Sure, Busch had moments of brilliance with the team’s Cup level program. That’s hardly unique either. Johnny Sauter led the Coca-Cola 600 with the former No. 09 team. Both Mike Wallace and Johnny Sauter scored top 10 finishes with the team on downforce tracks (Richmond, Phoenix). Wallace nearly won the Daytona 500 with the team. Brad Keselowski won at Talladega with the team. Flashes of brilliance have long been a staple for Phoenix Racing, even if they were sandwiched between loads of start-and-parks or 26th place finishes.
And leaving the No. 51 team, Busch leaves the squad 27th in owner points. A whopping three positions better than what Landon Cassill managed to pull off a season ago.

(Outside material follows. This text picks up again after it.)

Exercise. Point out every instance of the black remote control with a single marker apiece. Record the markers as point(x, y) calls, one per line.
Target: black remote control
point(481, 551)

That’s what Furniture Row Racing is signing up for. A driver that for all his talent has demonstrated a complete inability to improve a mediocre ride. A driver that for all his talent has proven unable to live down the bad habit of overdriving a car to the point of wrecking it. A driver that secured next to no sponsor dollars even over the course of nearly a full season with Phoenix Racing. And a driver that despite ending on bad terms with two of NASCAR’s powerhouses still apparently requires the team he races for to act as an apologist.
One can only hope NASCAR has the balls to park this guy even without a shocking videoclip of a tirade to go with it this time. Because if the story of Kurt Busch is any indication, NASCAR’s ownership circle isn’t going to teach him anything.